童樂樂隨手在綠叢上摘了一片葉子在把玩著,她沒再繼續談他們的事情。
後來,我們兩個回課室,各自趴在課桌上睡午覺,其實我也不確定童樂樂究竟睡了沒有,也許她隻是偏著頭,正透過兩層圍欄和兩道窗戶,凝視著對麵那正在認真學習的紀默。

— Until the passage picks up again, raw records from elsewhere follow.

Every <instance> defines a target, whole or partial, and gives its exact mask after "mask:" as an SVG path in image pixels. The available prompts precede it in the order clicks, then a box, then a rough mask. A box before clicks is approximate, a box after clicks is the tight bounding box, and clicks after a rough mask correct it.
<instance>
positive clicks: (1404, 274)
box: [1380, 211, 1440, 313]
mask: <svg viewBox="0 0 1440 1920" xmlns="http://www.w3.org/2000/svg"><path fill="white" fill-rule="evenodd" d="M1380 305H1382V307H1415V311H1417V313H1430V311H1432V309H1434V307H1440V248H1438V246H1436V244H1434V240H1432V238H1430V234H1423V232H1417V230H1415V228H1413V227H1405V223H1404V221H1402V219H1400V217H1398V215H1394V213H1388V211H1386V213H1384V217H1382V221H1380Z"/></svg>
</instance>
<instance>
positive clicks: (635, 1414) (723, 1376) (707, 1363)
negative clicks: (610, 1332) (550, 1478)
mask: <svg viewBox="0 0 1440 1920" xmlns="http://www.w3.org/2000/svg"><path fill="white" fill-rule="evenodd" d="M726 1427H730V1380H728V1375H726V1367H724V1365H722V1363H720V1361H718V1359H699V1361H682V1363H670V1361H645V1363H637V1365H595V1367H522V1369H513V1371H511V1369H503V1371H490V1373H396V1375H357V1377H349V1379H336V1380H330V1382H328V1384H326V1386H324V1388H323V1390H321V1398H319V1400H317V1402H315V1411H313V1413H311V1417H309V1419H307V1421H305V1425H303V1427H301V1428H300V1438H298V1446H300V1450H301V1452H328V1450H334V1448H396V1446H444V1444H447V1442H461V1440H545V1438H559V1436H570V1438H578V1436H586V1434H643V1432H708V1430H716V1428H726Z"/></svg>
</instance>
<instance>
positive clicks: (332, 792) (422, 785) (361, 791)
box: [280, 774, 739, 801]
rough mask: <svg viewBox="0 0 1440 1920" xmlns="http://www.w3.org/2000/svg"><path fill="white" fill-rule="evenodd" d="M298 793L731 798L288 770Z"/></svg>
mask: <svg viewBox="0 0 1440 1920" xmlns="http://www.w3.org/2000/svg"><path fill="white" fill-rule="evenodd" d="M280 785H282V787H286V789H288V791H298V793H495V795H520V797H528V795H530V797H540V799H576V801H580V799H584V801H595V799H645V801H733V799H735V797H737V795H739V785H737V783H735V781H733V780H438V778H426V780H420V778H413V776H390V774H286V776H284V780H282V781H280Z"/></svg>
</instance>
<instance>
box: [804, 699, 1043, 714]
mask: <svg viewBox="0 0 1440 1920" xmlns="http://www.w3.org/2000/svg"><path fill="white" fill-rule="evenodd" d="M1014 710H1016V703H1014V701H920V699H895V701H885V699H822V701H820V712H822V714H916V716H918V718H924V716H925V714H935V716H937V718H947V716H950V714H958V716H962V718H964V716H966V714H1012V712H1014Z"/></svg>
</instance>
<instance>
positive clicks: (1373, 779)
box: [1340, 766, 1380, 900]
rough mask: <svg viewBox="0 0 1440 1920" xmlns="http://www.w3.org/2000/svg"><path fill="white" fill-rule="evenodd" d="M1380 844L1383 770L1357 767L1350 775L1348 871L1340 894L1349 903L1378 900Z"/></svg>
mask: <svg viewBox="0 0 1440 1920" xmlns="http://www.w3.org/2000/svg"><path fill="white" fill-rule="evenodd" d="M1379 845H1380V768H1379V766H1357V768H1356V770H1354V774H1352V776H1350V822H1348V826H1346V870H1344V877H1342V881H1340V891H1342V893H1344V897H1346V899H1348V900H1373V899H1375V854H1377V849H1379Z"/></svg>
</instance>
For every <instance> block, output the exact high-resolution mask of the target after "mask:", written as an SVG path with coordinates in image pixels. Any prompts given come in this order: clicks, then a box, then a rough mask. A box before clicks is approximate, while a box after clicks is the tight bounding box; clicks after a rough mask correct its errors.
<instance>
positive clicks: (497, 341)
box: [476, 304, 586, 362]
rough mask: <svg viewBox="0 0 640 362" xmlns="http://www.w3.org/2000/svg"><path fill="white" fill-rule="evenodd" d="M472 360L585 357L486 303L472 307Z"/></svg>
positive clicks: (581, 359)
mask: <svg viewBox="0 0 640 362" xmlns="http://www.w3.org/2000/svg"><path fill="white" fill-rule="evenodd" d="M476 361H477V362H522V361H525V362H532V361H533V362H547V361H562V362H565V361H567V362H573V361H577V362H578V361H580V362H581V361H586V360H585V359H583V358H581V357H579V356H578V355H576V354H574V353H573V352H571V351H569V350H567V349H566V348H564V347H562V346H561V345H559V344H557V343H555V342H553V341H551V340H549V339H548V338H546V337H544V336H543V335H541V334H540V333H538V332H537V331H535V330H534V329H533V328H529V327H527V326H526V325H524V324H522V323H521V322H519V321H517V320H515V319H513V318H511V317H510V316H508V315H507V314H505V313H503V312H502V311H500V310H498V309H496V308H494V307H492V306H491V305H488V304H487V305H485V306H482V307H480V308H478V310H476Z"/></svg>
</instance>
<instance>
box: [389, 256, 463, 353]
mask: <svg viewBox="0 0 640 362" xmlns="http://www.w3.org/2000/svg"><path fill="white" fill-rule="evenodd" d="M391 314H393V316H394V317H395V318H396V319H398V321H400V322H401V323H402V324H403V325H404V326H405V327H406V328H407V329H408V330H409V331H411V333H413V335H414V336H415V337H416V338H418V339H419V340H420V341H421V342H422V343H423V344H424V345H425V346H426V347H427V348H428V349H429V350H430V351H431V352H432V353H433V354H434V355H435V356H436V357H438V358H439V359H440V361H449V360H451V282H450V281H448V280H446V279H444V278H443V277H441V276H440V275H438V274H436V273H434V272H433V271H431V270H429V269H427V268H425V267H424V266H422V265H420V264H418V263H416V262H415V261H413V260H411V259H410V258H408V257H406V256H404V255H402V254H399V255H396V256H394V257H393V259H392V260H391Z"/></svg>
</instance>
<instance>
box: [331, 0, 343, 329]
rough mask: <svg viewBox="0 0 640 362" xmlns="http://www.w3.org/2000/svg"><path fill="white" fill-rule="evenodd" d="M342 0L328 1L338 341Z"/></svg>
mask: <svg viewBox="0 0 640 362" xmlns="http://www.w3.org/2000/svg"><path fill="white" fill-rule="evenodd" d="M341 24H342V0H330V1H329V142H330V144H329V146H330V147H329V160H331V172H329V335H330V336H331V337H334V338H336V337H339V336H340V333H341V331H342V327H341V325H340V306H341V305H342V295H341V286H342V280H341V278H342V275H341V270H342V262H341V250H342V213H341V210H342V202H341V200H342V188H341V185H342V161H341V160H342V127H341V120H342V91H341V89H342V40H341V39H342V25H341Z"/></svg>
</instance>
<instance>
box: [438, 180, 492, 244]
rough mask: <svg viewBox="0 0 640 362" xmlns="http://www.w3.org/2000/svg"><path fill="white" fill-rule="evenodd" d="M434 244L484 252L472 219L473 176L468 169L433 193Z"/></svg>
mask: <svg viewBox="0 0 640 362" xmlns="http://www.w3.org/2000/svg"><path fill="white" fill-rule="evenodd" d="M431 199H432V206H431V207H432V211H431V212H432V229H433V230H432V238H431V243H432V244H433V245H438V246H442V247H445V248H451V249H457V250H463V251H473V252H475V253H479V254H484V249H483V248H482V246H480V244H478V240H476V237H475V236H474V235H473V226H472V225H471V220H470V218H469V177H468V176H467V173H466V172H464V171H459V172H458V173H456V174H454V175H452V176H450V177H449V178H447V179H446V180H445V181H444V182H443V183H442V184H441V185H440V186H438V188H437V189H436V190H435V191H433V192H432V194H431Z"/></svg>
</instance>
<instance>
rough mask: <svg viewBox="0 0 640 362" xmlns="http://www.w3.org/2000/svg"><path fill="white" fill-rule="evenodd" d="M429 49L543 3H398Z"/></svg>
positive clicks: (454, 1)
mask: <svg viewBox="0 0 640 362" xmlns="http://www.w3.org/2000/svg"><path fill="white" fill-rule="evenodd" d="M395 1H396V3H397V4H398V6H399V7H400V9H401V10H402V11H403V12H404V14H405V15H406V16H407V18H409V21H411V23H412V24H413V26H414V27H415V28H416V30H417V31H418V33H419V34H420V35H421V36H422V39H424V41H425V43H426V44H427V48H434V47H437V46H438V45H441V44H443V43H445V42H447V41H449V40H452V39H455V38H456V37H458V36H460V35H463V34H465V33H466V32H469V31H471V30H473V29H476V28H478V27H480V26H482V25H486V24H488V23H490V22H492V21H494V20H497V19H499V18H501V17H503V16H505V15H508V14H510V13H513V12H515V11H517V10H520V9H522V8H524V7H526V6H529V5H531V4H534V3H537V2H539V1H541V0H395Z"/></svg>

我沒睡著,倒是想起來,今天和昨天的醫藥費似乎都是顧北辰替我付的,而我居然還吃他的午餐,連今天的一頓早餐,我都要斤斤計較!
什麽時候,我變成這樣自私自利的人了?
不行,我要去找兼職!
我蹭地就站起來。
童樂樂果然沒睡,她轉頭過來:“你幹嘛去?”
“樂樂,你應該知道江中有哪些地方招兼職吧?”
“你要找兼職?”
“嗯,我零花錢不多了。”
“叫你爸媽給你啊。”
“不。”我堅決地否定。
她看了看我,又扭過頭去,幽幽地傳出聲音:“你上江中貼吧看看,或許有。”
“嗯嗯。”我又坐了下來,拿起手機,上貼吧。
貼吧上的招聘信息不多,其中有一則出自飯堂的,我看了看,感覺酬勞挺不錯的。
一天三餐全包,每個月還有四百塊的工資。
要求是,早中晚去飯堂給其他的學生打飯,工作時間一個小時。
飯堂包吃,我就可以免去了夥食費,如果我成功申請到了特長生,又可以免去學費,那剩下的四百塊可以留作平時的零花錢!
工作時間短,不會影響學習。
思忖了一會,我認為這個兼職是最合適的。
我偷偷把飯堂的招聘信息截圖下來,然後繼續趴桌睡覺。
下午隻有三節課,一放學,我就興致高昂地往飯堂一樓的辦公室去了。
飯堂的負責人讓我登機了班級姓名,簡單告訴我工作的具體操作與打卡,直接就讓一個飯堂大媽把我帶走了。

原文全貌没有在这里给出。